My trek to the Namekagon started at Par Place Condominiums where I am staying. These condos are built on the “used to be RoyNona Golf Course” which is also the “used to be Roy Smith farm”. Roy Smith was my grandfather. The river is fairly close to the farm/golf course/condos, so my sister-in-law MP and I decided to bike there. Our route started down a trail on an old railroad bed. I actually remember when trains ran the tracks there and the engineer would wave to me and blow the train whistle. It hurts to say this.
These trails are all over the Hayward area and are used by snowmobiles and skiiers in the winter, bikes and hikers and ATV’s in the summer. The trails circling the town are paved, unlike this one, which is unpaved,peaceful and straight, lined with goldenrod and blackberry bushes. The breeze rattles the leaves on the poplar trees so there is a steady, soft white noise which belies all the motion you see when you glance at them. About half a mile on the trail brought us to Airport Road (another creative place name). Another half mile and we were at a small park on the river, across the road from the small, mostly private airport.

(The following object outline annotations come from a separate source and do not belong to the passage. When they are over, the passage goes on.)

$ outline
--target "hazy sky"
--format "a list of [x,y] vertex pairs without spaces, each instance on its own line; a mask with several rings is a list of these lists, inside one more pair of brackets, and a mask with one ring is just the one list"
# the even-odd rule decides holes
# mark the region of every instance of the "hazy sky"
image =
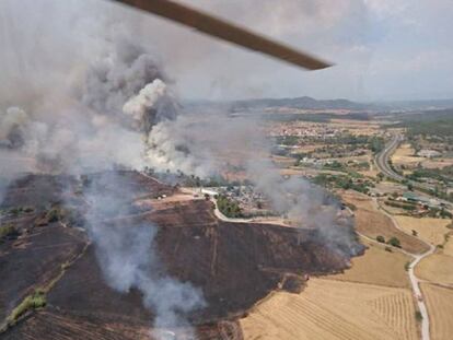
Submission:
[[[181,0],[336,63],[306,72],[217,42],[181,79],[193,96],[453,97],[452,0]],[[202,70],[209,72],[202,74]],[[187,74],[205,82],[191,87]],[[188,79],[188,81],[187,81]],[[187,85],[186,85],[187,81]]]
[[[82,63],[77,56],[83,52],[86,61],[96,52],[93,42],[100,35],[108,31],[112,36],[117,30],[112,27],[123,25],[153,50],[184,98],[453,97],[452,0],[177,1],[336,66],[304,71],[109,1],[2,0],[0,92],[8,90],[18,66],[24,80],[36,70],[42,77],[58,67],[72,68]],[[107,26],[100,25],[105,22]],[[93,40],[90,47],[86,36]]]

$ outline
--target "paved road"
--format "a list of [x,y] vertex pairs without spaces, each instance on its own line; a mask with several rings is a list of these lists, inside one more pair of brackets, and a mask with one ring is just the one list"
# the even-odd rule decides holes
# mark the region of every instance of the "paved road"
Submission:
[[385,145],[384,150],[381,151],[376,156],[376,165],[380,168],[380,171],[385,176],[398,181],[402,181],[405,178],[392,169],[392,167],[388,165],[388,161],[403,140],[404,139],[400,134],[395,134],[393,139]]
[[[395,220],[395,218],[387,213],[384,209],[381,209],[381,207],[378,203],[378,200],[374,199],[373,202],[376,204],[378,209],[385,214],[386,216],[388,216],[392,220],[393,225],[400,230],[402,232],[406,233],[406,231],[404,231],[398,222]],[[417,305],[418,305],[418,309],[420,310],[421,314],[421,340],[430,340],[430,335],[429,335],[429,315],[428,315],[428,308],[427,305],[425,304],[425,298],[423,295],[421,293],[420,290],[420,279],[417,278],[417,275],[414,272],[415,267],[418,265],[418,262],[420,262],[425,257],[430,256],[431,254],[434,253],[435,247],[427,242],[425,242],[421,238],[418,238],[421,242],[423,242],[427,246],[429,246],[429,250],[425,251],[423,254],[411,254],[408,253],[406,250],[399,249],[400,251],[403,251],[406,255],[409,255],[410,257],[413,257],[413,261],[409,265],[408,268],[408,274],[409,274],[409,280],[410,280],[410,285],[413,286],[413,292],[414,292],[414,296],[417,301]]]
[[[399,143],[404,141],[404,137],[402,134],[395,134],[393,136],[392,140],[385,145],[384,150],[381,151],[376,157],[375,157],[375,163],[376,166],[379,167],[379,169],[387,177],[391,177],[397,181],[407,181],[408,184],[410,184],[414,188],[419,188],[421,190],[434,190],[435,187],[426,183],[419,183],[419,181],[415,181],[415,180],[408,180],[407,178],[405,178],[404,176],[397,174],[395,171],[392,169],[392,167],[390,166],[390,159],[392,156],[392,154],[395,152],[395,150],[398,148]],[[448,207],[449,209],[452,209],[452,203],[433,197],[435,200],[438,200],[439,202],[443,203],[445,207]]]

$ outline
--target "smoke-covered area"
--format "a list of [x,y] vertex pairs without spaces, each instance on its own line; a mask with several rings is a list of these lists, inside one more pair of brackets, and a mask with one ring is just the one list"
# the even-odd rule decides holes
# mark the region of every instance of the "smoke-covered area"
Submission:
[[[5,11],[0,7],[0,17],[8,17],[0,33],[0,61],[8,69],[0,85],[2,175],[85,174],[120,165],[208,177],[221,173],[234,153],[277,211],[318,228],[326,243],[355,253],[352,233],[338,227],[336,208],[325,204],[322,191],[300,179],[282,180],[264,161],[268,144],[259,122],[224,112],[205,114],[201,120],[178,115],[173,82],[155,54],[138,43],[129,16],[107,11],[109,20],[97,22],[88,13],[103,5],[68,3],[46,0],[36,13],[12,1]],[[130,27],[112,23],[123,17],[119,13]],[[49,16],[58,21],[46,24]],[[16,26],[22,22],[25,33],[40,23],[39,33],[49,39],[33,42]],[[86,190],[86,219],[106,281],[120,292],[139,290],[156,315],[158,328],[186,325],[184,315],[202,306],[200,292],[165,274],[153,244],[158,226],[102,222],[131,212],[130,202],[123,200],[130,188],[114,175],[104,180]],[[107,185],[116,186],[117,195],[106,195]]]
[[[95,176],[84,190],[90,207],[85,218],[106,282],[123,293],[132,289],[141,292],[143,304],[154,314],[154,336],[161,339],[163,329],[190,329],[185,316],[201,308],[205,301],[201,291],[190,283],[165,273],[154,244],[156,226],[114,222],[115,218],[138,213],[130,202],[136,194],[115,172]],[[187,330],[186,335],[194,338]]]
[[303,178],[283,179],[267,161],[248,162],[247,173],[256,189],[270,199],[272,208],[295,225],[317,230],[323,242],[341,254],[351,256],[362,250],[351,221],[338,219],[339,203],[324,189]]
[[[26,10],[24,17],[20,7],[11,2],[4,5],[3,14],[9,15],[9,21],[18,14],[32,23],[38,22],[56,50],[38,47],[35,68],[27,73],[24,63],[28,66],[32,61],[25,44],[31,44],[30,37],[21,36],[13,26],[7,27],[7,32],[18,40],[1,34],[2,40],[7,39],[3,44],[7,50],[8,46],[16,48],[18,59],[27,61],[18,62],[3,52],[0,58],[9,67],[2,82],[10,83],[8,89],[0,87],[0,195],[11,179],[25,172],[79,175],[116,166],[159,167],[161,163],[154,164],[153,155],[165,152],[162,139],[177,145],[177,139],[170,131],[165,130],[164,137],[153,137],[153,128],[171,126],[178,110],[156,58],[133,38],[130,27],[109,22],[119,12],[112,12],[112,17],[102,19],[100,24],[83,20],[90,5],[74,2],[68,5],[65,10],[61,4],[45,1],[37,10],[38,17]],[[53,26],[39,22],[51,13],[77,23],[80,31],[74,34],[76,38],[65,23]],[[70,36],[69,43],[65,35]],[[80,44],[73,55],[71,43]],[[48,63],[46,57],[56,62]],[[190,157],[187,153],[184,156]],[[169,152],[165,157],[178,159]],[[14,160],[23,166],[16,166]],[[179,163],[176,161],[171,169],[182,167]],[[193,164],[186,166],[191,167]],[[117,190],[105,192],[105,186]],[[158,226],[112,226],[102,222],[132,212],[130,202],[125,201],[131,190],[115,175],[106,175],[86,188],[85,219],[105,280],[123,293],[139,290],[143,305],[154,314],[154,328],[188,327],[184,316],[204,305],[202,294],[189,283],[178,282],[165,273],[153,243]],[[159,333],[154,336],[161,338]]]

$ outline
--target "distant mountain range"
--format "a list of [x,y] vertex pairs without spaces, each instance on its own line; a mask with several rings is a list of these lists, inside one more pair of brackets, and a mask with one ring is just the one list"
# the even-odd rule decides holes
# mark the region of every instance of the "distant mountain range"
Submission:
[[299,108],[299,109],[347,109],[355,112],[391,112],[391,110],[427,110],[453,108],[453,99],[400,101],[359,103],[348,99],[315,99],[309,96],[294,98],[258,98],[233,102],[193,102],[189,107],[210,106],[228,108],[230,112],[259,110],[264,108]]
[[348,99],[318,101],[309,96],[295,98],[264,98],[233,102],[233,108],[264,108],[264,107],[291,107],[301,109],[351,109],[364,110],[376,108],[374,104],[356,103]]

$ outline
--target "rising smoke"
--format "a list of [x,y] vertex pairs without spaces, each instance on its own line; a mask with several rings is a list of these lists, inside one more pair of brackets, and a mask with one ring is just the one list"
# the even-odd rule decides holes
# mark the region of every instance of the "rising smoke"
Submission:
[[[44,3],[56,17],[66,13],[62,4]],[[86,9],[76,3],[70,2],[70,8],[77,9],[74,15],[83,16]],[[19,7],[9,4],[9,15],[24,15]],[[33,19],[33,13],[28,14]],[[65,27],[63,23],[59,25]],[[16,159],[24,165],[12,167],[14,162],[2,161],[2,168],[16,176],[24,171],[84,174],[112,169],[114,165],[135,169],[150,166],[208,177],[223,166],[212,155],[222,152],[228,159],[229,151],[241,151],[248,177],[271,199],[277,211],[301,221],[301,225],[318,228],[324,241],[336,248],[352,249],[350,231],[337,227],[335,206],[324,201],[322,191],[303,180],[282,180],[264,161],[268,145],[256,121],[209,114],[199,122],[190,116],[178,116],[181,107],[172,93],[172,81],[155,56],[137,44],[133,30],[126,30],[126,34],[124,28],[113,30],[116,35],[105,36],[116,25],[90,22],[86,26],[95,28],[83,26],[69,43],[68,28],[44,30],[44,36],[55,37],[56,46],[63,48],[39,54],[43,47],[37,46],[33,56],[37,61],[32,66],[24,68],[7,56],[10,68],[3,83],[11,84],[0,85],[0,155],[5,153],[9,161]],[[18,30],[9,31],[19,34]],[[18,39],[33,46],[27,37]],[[7,43],[2,45],[8,47]],[[14,44],[11,38],[10,45]],[[73,52],[71,44],[82,46]],[[25,51],[16,59],[31,56],[28,48]],[[117,176],[105,180],[86,190],[91,203],[86,219],[106,282],[120,292],[140,290],[143,304],[156,314],[156,327],[186,325],[184,315],[202,306],[200,292],[165,274],[153,244],[158,226],[128,228],[101,222],[112,216],[112,211],[128,211],[124,201],[106,195],[102,187],[115,185],[124,192],[130,191]]]
[[187,339],[194,339],[185,316],[204,306],[202,293],[165,273],[155,250],[158,227],[112,222],[135,213],[130,198],[136,195],[125,178],[114,172],[98,176],[85,190],[90,203],[85,215],[89,234],[96,245],[106,282],[121,293],[131,289],[142,293],[144,306],[155,315],[156,338],[161,338],[162,329],[184,327]]
[[[11,4],[9,10],[15,9]],[[103,28],[108,31],[107,26]],[[67,65],[67,72],[59,68],[60,63],[66,65],[65,57],[74,61],[69,54],[54,67],[43,62],[38,71],[24,74],[33,86],[14,78],[22,74],[23,66],[10,61],[12,69],[16,66],[18,73],[10,78],[15,91],[0,89],[0,177],[5,177],[0,180],[0,195],[8,180],[22,172],[79,175],[107,171],[101,183],[90,185],[84,191],[89,202],[88,232],[105,281],[121,293],[139,290],[143,305],[154,314],[154,328],[185,327],[187,336],[190,327],[185,317],[202,307],[202,294],[189,283],[166,274],[154,244],[158,226],[102,222],[115,214],[131,212],[132,208],[123,198],[137,194],[108,171],[117,165],[135,169],[146,165],[162,165],[165,169],[169,164],[178,166],[171,163],[173,155],[165,154],[165,150],[181,149],[172,142],[175,139],[162,133],[153,137],[155,131],[171,132],[170,128],[160,126],[176,121],[178,105],[161,65],[130,38],[131,31],[113,37],[106,37],[102,30],[94,32],[100,34],[95,38],[100,46],[86,47],[90,54],[78,60],[80,65]],[[79,43],[93,44],[91,34],[79,38]],[[59,43],[66,45],[65,40]],[[39,57],[37,54],[36,59]],[[165,161],[160,156],[158,162],[154,156],[158,154],[164,154]],[[3,162],[3,155],[9,162]],[[24,165],[15,167],[13,159]],[[106,186],[117,191],[105,191]],[[160,333],[153,336],[161,338]]]

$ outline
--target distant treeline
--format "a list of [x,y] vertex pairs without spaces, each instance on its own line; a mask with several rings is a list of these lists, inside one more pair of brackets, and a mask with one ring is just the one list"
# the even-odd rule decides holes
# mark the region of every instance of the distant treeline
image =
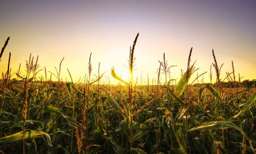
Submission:
[[[251,80],[245,80],[242,82],[236,81],[234,83],[234,81],[221,82],[220,84],[222,86],[226,87],[256,87],[256,79],[253,79]],[[195,83],[192,86],[194,87],[200,87],[204,85],[210,85],[211,83]],[[217,84],[214,83],[212,84],[212,86],[217,86]]]

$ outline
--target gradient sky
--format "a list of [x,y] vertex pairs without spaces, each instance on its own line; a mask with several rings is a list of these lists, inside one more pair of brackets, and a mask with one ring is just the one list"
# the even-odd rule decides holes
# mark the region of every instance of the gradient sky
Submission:
[[144,78],[147,73],[150,80],[156,78],[158,60],[162,60],[165,52],[168,64],[178,66],[171,69],[171,77],[179,79],[180,69],[186,69],[191,47],[192,62],[197,60],[198,74],[208,71],[205,82],[209,82],[212,48],[219,65],[224,63],[223,78],[226,71],[232,71],[233,60],[237,78],[239,73],[243,79],[256,78],[254,0],[25,0],[0,3],[1,48],[10,37],[0,62],[1,72],[6,71],[9,52],[12,71],[21,63],[23,73],[31,53],[39,55],[41,69],[45,67],[54,72],[54,67],[58,67],[64,57],[63,80],[66,76],[70,80],[67,68],[77,81],[88,72],[92,52],[93,74],[97,74],[100,62],[100,72],[107,71],[106,76],[115,83],[110,69],[114,67],[118,74],[124,76],[130,46],[140,32],[135,51],[135,74],[140,76],[142,71]]

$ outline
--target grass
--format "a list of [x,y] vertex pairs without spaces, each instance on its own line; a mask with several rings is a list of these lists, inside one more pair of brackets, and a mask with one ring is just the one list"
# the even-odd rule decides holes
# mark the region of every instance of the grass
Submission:
[[[72,82],[60,79],[64,58],[49,80],[45,68],[44,80],[37,76],[41,71],[38,57],[34,60],[31,55],[25,76],[19,69],[11,74],[10,53],[0,88],[0,152],[255,154],[255,84],[244,86],[239,74],[236,80],[234,62],[224,79],[229,82],[224,83],[213,50],[216,81],[199,84],[198,78],[206,73],[191,78],[197,70],[191,63],[191,48],[186,71],[173,85],[170,74],[175,66],[168,66],[164,53],[155,84],[150,85],[148,78],[146,85],[139,85],[133,76],[138,36],[130,47],[129,81],[111,69],[109,81],[112,78],[122,83],[117,85],[100,84],[104,73],[100,73],[100,63],[92,78],[92,53],[83,82],[74,83],[68,69]],[[52,74],[57,82],[52,80]],[[12,76],[17,79],[11,81]],[[189,83],[196,80],[200,87]]]

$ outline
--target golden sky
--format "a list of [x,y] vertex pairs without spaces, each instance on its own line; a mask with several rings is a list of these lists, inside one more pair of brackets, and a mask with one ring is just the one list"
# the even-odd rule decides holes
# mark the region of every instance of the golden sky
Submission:
[[68,69],[78,81],[88,73],[91,52],[92,74],[97,74],[100,62],[100,73],[107,71],[105,76],[116,83],[110,69],[125,75],[130,46],[139,32],[135,72],[139,79],[142,72],[143,81],[147,74],[150,82],[156,78],[164,52],[169,65],[178,65],[171,69],[171,78],[178,79],[191,47],[197,72],[208,71],[205,82],[209,82],[212,48],[219,65],[224,63],[223,78],[232,71],[233,60],[237,78],[239,73],[244,80],[255,79],[256,10],[255,0],[4,1],[0,5],[1,48],[7,37],[10,40],[0,72],[6,71],[9,52],[12,71],[21,63],[24,73],[31,53],[39,55],[40,69],[53,72],[65,57],[63,80],[70,80]]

We parked our bikes and walked down to the boat landing. The Namekagon is a great river for canoeing, kayaking, tubing and fishing, although I do not vouch for the fishing part. I have done the other three. There has been a lot of rain this summer, and even some flooding, so the river is high and swift. There are a few white water places but a great deal of it is like this picture – tranquil appearing. Any time we do a river trip we see wildlife, eagles, deer, otters, and bear. And wildflowers are everywhere. Floating down the Namekagon is one of my favorite things to do.
Another one foot dip. The water was cool and the mosquitoes were fierce so we didn’t stay long.